Agricultural Production Value Expected to Reach R$1.4 Trillion in 2025
Jan, 16, 2025 Posted by Denise VileraWeek 202503
After years of relative stagnation, Brazil’s Ministry of Agriculture forecasts an 11.5% increase in the Gross Value of Agricultural Production (GPV) for 2025. Preliminary estimates suggest the GPV will reach R$1.418 trillion, marking a significant recovery from recent years.
According to a ministry report released this week, the nearly R$150 billion increase in agricultural revenue is expected to be driven by strong performances in crop production and livestock. Crop revenues are projected to rise by 11.2%, reaching R$941.8 billion, up from R$847.1 billion in 2024. Meanwhile, livestock revenues, including beef, poultry, and pork, are forecast to grow by 12.2%, climbing from R$425.2 billion to R$477.1 billion.
A key driver of this growth is the anticipated increase in grain harvests. The December 2024 report from the Brazilian Institute of Geography and Statistics (IBGE) estimates a more than 7% rise in grain production, reaching 306 million tonnes. Ivan Wedekin, a former secretary of agricultural policy and consultant, noted that the GPV calculation incorporates average product prices from the previous year, further strengthening the 2025 outlook.
The exchange rate, which remains higher than the 2024 average, also plays a significant role. “The GPV is updated monthly based on accumulated results, offering statistical flexibility,” explained Wedekin. “We are likely to see increased grain production, which is a positive factor, along with the advantage of a favorable exchange rate.”

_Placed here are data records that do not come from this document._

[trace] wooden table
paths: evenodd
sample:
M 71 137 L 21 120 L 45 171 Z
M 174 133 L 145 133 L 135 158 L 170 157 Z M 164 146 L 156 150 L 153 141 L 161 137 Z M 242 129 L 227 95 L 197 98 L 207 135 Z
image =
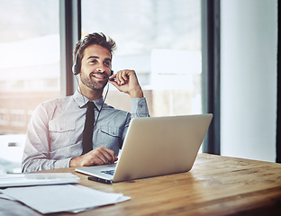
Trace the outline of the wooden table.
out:
M 80 184 L 131 200 L 77 215 L 281 215 L 281 164 L 198 155 L 187 173 L 104 184 L 74 168 Z M 67 213 L 52 215 L 73 215 Z

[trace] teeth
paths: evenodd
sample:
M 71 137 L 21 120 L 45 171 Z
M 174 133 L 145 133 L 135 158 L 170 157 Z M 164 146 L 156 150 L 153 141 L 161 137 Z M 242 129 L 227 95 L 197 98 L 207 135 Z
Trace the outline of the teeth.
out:
M 94 76 L 95 77 L 97 77 L 97 78 L 104 78 L 104 76 Z

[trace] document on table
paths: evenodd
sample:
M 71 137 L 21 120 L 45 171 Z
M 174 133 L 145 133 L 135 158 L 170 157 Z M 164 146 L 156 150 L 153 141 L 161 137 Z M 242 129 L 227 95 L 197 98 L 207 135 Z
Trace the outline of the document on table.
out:
M 71 173 L 28 173 L 0 176 L 0 187 L 71 184 L 80 178 Z
M 79 184 L 10 187 L 0 192 L 43 214 L 59 212 L 77 213 L 131 199 L 122 194 L 100 192 Z

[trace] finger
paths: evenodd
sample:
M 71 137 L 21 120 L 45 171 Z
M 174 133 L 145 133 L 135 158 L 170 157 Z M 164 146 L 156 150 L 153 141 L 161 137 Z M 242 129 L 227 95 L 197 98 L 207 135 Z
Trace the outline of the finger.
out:
M 129 73 L 130 73 L 130 70 L 123 70 L 122 73 L 122 77 L 125 82 L 129 80 L 129 77 L 128 77 Z
M 113 150 L 103 147 L 101 148 L 101 153 L 103 154 L 103 159 L 108 164 L 115 161 L 115 153 Z

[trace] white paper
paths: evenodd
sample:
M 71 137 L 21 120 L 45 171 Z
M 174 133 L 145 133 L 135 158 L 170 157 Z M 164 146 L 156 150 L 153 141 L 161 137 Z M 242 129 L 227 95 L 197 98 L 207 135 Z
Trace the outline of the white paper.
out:
M 0 176 L 0 187 L 77 183 L 71 173 L 6 174 Z
M 122 194 L 104 193 L 79 184 L 11 187 L 1 192 L 41 213 L 79 212 L 131 199 Z

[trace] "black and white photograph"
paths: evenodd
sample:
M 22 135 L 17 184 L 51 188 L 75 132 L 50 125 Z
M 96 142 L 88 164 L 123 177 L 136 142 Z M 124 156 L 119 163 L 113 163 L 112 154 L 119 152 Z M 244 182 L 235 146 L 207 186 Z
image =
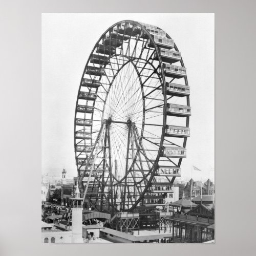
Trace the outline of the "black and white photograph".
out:
M 41 30 L 41 243 L 214 243 L 214 13 Z

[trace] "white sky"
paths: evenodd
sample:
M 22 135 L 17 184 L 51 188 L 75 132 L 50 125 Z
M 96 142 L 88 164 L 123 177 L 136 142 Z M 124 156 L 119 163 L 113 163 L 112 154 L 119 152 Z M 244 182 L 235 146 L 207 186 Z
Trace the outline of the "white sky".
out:
M 161 28 L 174 40 L 190 87 L 190 137 L 182 180 L 214 179 L 214 14 L 49 13 L 42 15 L 42 173 L 77 176 L 74 119 L 80 80 L 97 40 L 114 23 L 132 19 Z

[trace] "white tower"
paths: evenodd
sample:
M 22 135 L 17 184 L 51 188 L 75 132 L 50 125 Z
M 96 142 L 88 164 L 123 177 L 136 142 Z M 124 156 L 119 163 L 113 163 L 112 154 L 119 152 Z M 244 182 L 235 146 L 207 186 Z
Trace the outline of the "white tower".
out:
M 67 170 L 64 168 L 62 169 L 62 178 L 61 179 L 61 184 L 62 185 L 67 185 L 67 179 L 66 178 L 66 175 L 67 174 Z
M 75 197 L 70 198 L 73 201 L 72 210 L 72 243 L 83 243 L 82 238 L 82 198 L 80 198 L 78 183 L 75 191 Z

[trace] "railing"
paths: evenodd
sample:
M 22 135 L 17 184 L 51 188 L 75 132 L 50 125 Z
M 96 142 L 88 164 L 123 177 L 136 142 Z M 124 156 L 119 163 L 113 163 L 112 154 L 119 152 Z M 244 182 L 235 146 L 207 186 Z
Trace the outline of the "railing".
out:
M 184 157 L 186 155 L 186 148 L 179 147 L 166 147 L 163 150 L 164 156 Z
M 178 84 L 178 83 L 165 83 L 166 91 L 167 92 L 179 92 L 181 93 L 190 93 L 190 88 L 187 86 Z
M 77 151 L 90 151 L 93 148 L 92 146 L 76 146 Z
M 166 33 L 163 30 L 157 28 L 152 28 L 151 27 L 146 27 L 146 29 L 152 35 L 158 35 L 163 37 L 166 37 Z
M 93 112 L 94 111 L 94 107 L 92 106 L 84 106 L 83 105 L 77 105 L 77 111 L 88 111 Z
M 85 92 L 80 92 L 79 94 L 79 96 L 80 98 L 91 98 L 93 99 L 96 98 L 96 95 L 95 93 L 86 93 Z
M 171 65 L 166 63 L 163 63 L 163 69 L 164 71 L 169 73 L 174 73 L 176 74 L 181 74 L 186 75 L 186 69 L 183 67 Z
M 101 83 L 97 80 L 92 80 L 88 78 L 83 78 L 82 80 L 82 84 L 93 84 L 98 86 L 100 86 Z
M 76 137 L 79 138 L 88 138 L 91 139 L 92 138 L 92 134 L 89 133 L 77 132 L 76 133 Z
M 175 58 L 180 59 L 181 58 L 181 54 L 180 52 L 176 52 L 175 51 L 171 51 L 170 50 L 164 48 L 160 48 L 161 56 L 165 57 L 170 57 L 171 58 Z M 156 56 L 156 53 L 155 53 L 155 56 Z
M 93 72 L 95 73 L 99 73 L 102 75 L 105 74 L 104 69 L 101 68 L 96 68 L 95 67 L 87 66 L 86 68 L 86 72 Z
M 167 37 L 164 37 L 162 36 L 159 36 L 158 35 L 155 35 L 154 36 L 154 39 L 155 42 L 157 44 L 161 44 L 161 45 L 165 45 L 171 47 L 174 46 L 174 41 L 172 39 L 169 39 Z
M 190 215 L 174 214 L 174 218 L 180 219 L 181 220 L 188 220 L 193 221 L 196 221 L 198 222 L 201 222 L 205 224 L 211 224 L 214 223 L 215 221 L 212 219 L 208 218 L 198 217 L 197 216 L 193 216 Z
M 153 191 L 165 191 L 165 190 L 173 190 L 173 186 L 161 186 L 161 185 L 153 185 L 151 186 L 151 190 Z
M 165 133 L 177 135 L 189 135 L 190 129 L 187 127 L 168 125 L 165 128 Z
M 164 199 L 144 199 L 143 204 L 164 204 L 165 201 Z
M 167 110 L 169 112 L 190 114 L 191 106 L 184 106 L 182 105 L 176 105 L 175 104 L 167 104 Z
M 155 29 L 157 29 L 157 27 L 155 25 L 152 25 L 151 24 L 147 24 L 146 23 L 143 23 L 142 22 L 139 22 L 140 24 L 141 24 L 143 27 L 150 27 L 151 28 L 154 28 Z
M 88 124 L 91 125 L 93 123 L 92 120 L 89 119 L 82 119 L 80 118 L 76 118 L 76 124 Z
M 180 168 L 160 168 L 156 172 L 156 174 L 176 174 L 180 175 Z

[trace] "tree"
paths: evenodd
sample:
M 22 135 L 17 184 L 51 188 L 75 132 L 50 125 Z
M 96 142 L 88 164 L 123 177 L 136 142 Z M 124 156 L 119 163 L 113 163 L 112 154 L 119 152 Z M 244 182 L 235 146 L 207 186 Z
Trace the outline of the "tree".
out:
M 56 188 L 53 191 L 52 200 L 58 203 L 60 203 L 61 200 L 61 189 L 60 188 Z

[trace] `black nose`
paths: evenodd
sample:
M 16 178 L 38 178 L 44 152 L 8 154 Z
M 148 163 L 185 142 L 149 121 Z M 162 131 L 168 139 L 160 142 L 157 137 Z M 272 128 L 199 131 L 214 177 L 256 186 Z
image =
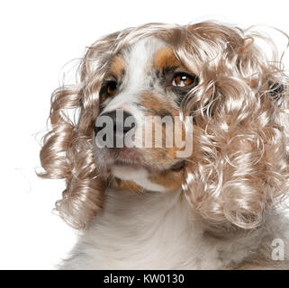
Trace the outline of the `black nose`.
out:
M 102 113 L 98 117 L 106 116 L 109 117 L 113 122 L 113 127 L 110 127 L 110 129 L 113 129 L 113 131 L 109 131 L 109 133 L 104 135 L 104 141 L 108 141 L 111 145 L 110 147 L 118 147 L 118 145 L 124 145 L 123 143 L 123 137 L 124 135 L 135 126 L 135 119 L 134 117 L 123 110 L 113 110 L 111 112 L 107 112 L 104 113 Z M 128 117 L 131 117 L 130 119 L 130 124 L 127 126 L 127 123 L 125 121 Z M 104 118 L 105 119 L 105 118 Z M 95 126 L 95 135 L 104 128 Z M 108 136 L 108 138 L 106 137 Z

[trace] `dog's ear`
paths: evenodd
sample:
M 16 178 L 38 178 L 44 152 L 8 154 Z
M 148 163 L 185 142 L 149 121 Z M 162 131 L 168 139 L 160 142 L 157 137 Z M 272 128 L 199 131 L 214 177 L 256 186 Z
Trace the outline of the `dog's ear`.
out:
M 66 179 L 56 211 L 77 229 L 86 228 L 103 205 L 106 180 L 98 173 L 94 157 L 94 126 L 105 63 L 118 35 L 105 36 L 89 47 L 77 69 L 80 83 L 64 86 L 51 97 L 51 130 L 43 139 L 41 162 L 44 171 L 39 176 Z M 69 117 L 71 112 L 74 118 Z
M 84 89 L 62 87 L 52 94 L 51 130 L 45 135 L 41 150 L 45 178 L 64 178 L 67 187 L 55 210 L 70 226 L 85 229 L 102 207 L 106 186 L 96 169 L 93 148 L 94 119 L 97 113 L 97 99 L 86 102 Z M 74 123 L 65 112 L 80 110 Z

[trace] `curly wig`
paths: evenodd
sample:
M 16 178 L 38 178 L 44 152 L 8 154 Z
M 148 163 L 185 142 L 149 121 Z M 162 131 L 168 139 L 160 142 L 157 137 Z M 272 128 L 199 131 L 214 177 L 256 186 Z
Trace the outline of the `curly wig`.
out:
M 56 210 L 85 229 L 102 208 L 110 182 L 97 170 L 93 147 L 101 83 L 113 55 L 149 36 L 197 71 L 198 84 L 180 105 L 182 117 L 194 117 L 194 152 L 185 159 L 182 183 L 192 209 L 213 223 L 260 225 L 267 208 L 289 191 L 288 76 L 269 37 L 215 22 L 145 24 L 87 49 L 79 80 L 52 94 L 51 129 L 41 151 L 41 176 L 66 179 Z M 259 40 L 269 44 L 271 58 Z

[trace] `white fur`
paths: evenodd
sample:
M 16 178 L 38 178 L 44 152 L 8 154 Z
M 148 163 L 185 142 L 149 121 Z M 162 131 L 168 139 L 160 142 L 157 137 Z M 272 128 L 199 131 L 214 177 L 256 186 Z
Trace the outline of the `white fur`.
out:
M 149 191 L 158 191 L 158 192 L 166 192 L 164 186 L 158 184 L 152 183 L 148 178 L 148 172 L 144 168 L 136 169 L 133 166 L 113 166 L 112 174 L 122 180 L 133 181 L 138 185 L 141 186 L 145 190 Z
M 284 219 L 282 222 L 272 214 L 268 223 L 235 238 L 216 239 L 205 233 L 206 225 L 194 215 L 180 191 L 137 194 L 109 189 L 104 210 L 90 230 L 82 232 L 60 268 L 226 268 L 261 253 L 259 248 L 272 234 L 288 239 L 283 232 Z

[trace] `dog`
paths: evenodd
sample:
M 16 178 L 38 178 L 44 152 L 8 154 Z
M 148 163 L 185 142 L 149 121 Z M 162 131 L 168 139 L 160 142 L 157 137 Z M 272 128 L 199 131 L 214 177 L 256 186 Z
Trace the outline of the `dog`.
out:
M 81 230 L 59 269 L 289 267 L 289 81 L 269 37 L 149 23 L 98 40 L 78 72 L 41 150 Z

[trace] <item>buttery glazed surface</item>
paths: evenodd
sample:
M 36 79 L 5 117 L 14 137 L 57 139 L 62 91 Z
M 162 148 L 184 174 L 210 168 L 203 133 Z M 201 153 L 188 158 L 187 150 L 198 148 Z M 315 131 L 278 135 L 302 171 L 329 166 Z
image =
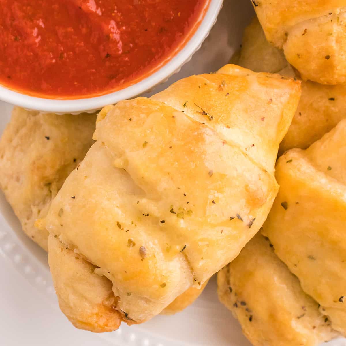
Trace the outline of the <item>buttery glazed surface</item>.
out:
M 300 77 L 283 53 L 267 40 L 256 18 L 245 30 L 234 63 L 256 72 Z M 346 85 L 302 83 L 302 95 L 292 123 L 280 144 L 279 154 L 293 148 L 306 149 L 346 118 Z
M 293 149 L 279 159 L 280 189 L 263 231 L 303 290 L 344 335 L 345 136 L 344 120 L 308 149 Z
M 96 119 L 16 107 L 0 139 L 0 187 L 24 232 L 46 251 L 48 232 L 35 221 L 93 143 Z
M 219 272 L 218 293 L 254 346 L 317 346 L 337 335 L 260 233 Z
M 0 83 L 47 98 L 133 84 L 184 44 L 207 0 L 0 0 Z
M 253 1 L 268 40 L 303 79 L 346 84 L 345 0 Z
M 58 239 L 98 267 L 81 278 L 57 273 L 66 252 L 50 252 L 61 307 L 75 325 L 103 331 L 144 322 L 238 254 L 276 195 L 279 144 L 300 95 L 298 82 L 229 65 L 103 109 L 96 143 L 42 224 L 49 247 Z M 75 273 L 83 263 L 71 264 Z M 76 308 L 93 296 L 94 284 L 82 294 L 79 285 L 94 273 L 112 282 L 111 326 L 93 317 L 104 320 L 108 300 L 91 299 L 88 316 Z

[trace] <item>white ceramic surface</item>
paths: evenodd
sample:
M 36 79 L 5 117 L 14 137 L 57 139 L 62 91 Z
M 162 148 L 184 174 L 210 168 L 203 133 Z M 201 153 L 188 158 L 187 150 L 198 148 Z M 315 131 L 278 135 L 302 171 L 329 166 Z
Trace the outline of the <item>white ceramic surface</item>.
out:
M 184 47 L 159 70 L 138 83 L 124 89 L 96 97 L 79 100 L 49 100 L 24 95 L 0 85 L 0 100 L 30 109 L 54 113 L 91 112 L 107 104 L 131 99 L 164 82 L 191 58 L 201 47 L 216 20 L 223 0 L 210 0 L 209 8 L 198 29 Z
M 249 1 L 225 0 L 219 19 L 201 49 L 178 73 L 158 87 L 155 91 L 164 89 L 181 78 L 214 71 L 226 63 L 238 47 L 244 27 L 253 15 Z M 10 105 L 0 102 L 0 133 L 9 119 L 11 109 Z M 28 283 L 27 284 L 31 284 L 39 296 L 51 306 L 52 316 L 61 313 L 52 285 L 47 255 L 22 233 L 18 220 L 1 193 L 0 213 L 0 256 L 3 257 L 1 260 L 6 261 L 12 266 L 22 275 Z M 3 286 L 6 285 L 5 281 L 1 281 L 0 296 L 5 290 Z M 25 291 L 26 288 L 23 286 L 22 290 Z M 33 302 L 32 304 L 35 306 L 35 302 Z M 1 310 L 0 321 L 2 320 Z M 26 311 L 26 313 L 29 313 Z M 4 320 L 6 317 L 2 317 Z M 30 326 L 30 321 L 27 323 Z M 54 319 L 52 323 L 54 324 Z M 69 326 L 61 331 L 62 334 L 68 334 L 70 339 L 73 338 L 73 333 L 75 333 L 76 343 L 74 345 L 86 345 L 79 343 L 80 339 L 79 338 L 81 333 L 84 335 L 89 332 L 77 331 Z M 33 333 L 34 335 L 35 331 Z M 37 335 L 40 335 L 42 333 L 38 328 Z M 94 336 L 92 337 L 91 336 L 91 338 Z M 99 339 L 99 343 L 91 342 L 90 344 L 97 346 L 109 344 L 117 346 L 250 346 L 243 335 L 237 322 L 218 302 L 215 278 L 197 301 L 182 312 L 173 316 L 158 316 L 138 326 L 129 327 L 123 325 L 117 331 L 100 335 L 98 337 L 102 338 Z M 1 340 L 0 335 L 0 345 L 3 344 Z M 27 340 L 23 344 L 41 346 L 44 344 L 35 343 L 32 340 L 28 342 Z M 346 340 L 338 339 L 326 345 L 346 346 Z

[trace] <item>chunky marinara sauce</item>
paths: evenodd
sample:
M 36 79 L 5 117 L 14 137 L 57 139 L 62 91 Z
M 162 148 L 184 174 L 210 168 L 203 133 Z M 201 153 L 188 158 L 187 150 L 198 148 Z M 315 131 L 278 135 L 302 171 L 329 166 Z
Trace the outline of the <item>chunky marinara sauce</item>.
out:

In 2024, agricultural revenues fell 3.2% compared to 2023, primarily due to droughts affecting soybean and corn harvests. Revenues from these two crops dropped by 15.9% and 17.1%, respectively, bringing total agricultural revenues down from R$875.3 billion to R$847.1 billion.
However, several products showed strong growth. Cocoa revenues surged by 154.4%, while orange revenues rose by 29.5%. Coffee also posted significant gains, with revenues climbing 50.8% to R$79.59 billion, driven by R$57.63 billion from Arabica coffee and R$21.95 billion from robusta and onion varieties.
The ministry expects soybean and corn revenues to rebound sharply in 2025, with increases of 19.9% (R$360.7 billion) and 12% (R$140.8 billion), respectively. Other crops, such as cocoa, oranges, castor beans, grapes, and peanuts, are also projected to experience growth. Coffee revenues are expected to jump 35.9%, reaching R$108.12 billion
.
Conversely, cotton and wheat are forecasted to decline by 2.9% and 1.5%, respectively, while sugarcane is expected to remain stable with a slight 0.3% increase. Bean revenues are projected to rise by 3.3%, while rice is expected to see a 5% decline.
Livestock revenues increased by 8.4% in 2024, from R$392.1 billion to R$425.2 billion, supported by higher revenues from beef (11.1%), pork (16.6%), and poultry (9.3%). In 2025, beef revenues are forecast to rise by 21.5%, surpassing R$200 billion for the first time in history.
Pork production is expected to grow by 17.8%, reaching R$66.1 billion, while poultry revenues are forecast to increase by 4.7%, reaching R$110.9 billion. The dairy sector is projected to recover with a 2.8% rise, while egg revenues are expected to decline by 5.2%, settling at R$24.8 billion.
Mato Grosso remains Brazil’s leading agribusiness state, with projected revenues of R$185.1 billion, followed by São Paulo, Minas Gerais, Paraná, and Goiás.
Despite the optimistic outlook, some crops are expected to face challenges. Potato revenues are forecast to drop by 49%, following a strong 39.8% growth in 2024. Tomatoes, bananas, and cassava are also projected to experience 27%, 15.1%, and 3.7% declines, respectively.
The 2025 forecast is more optimistic than the initial estimates released in late 2024, which projected GPV at approximately R$1.3 trillion. Key agricultural commodities such as soybeans, corn, sugarcane, coffee, and cotton continue to dominate the sector, while livestock revenues are led by beef, poultry, and dairy.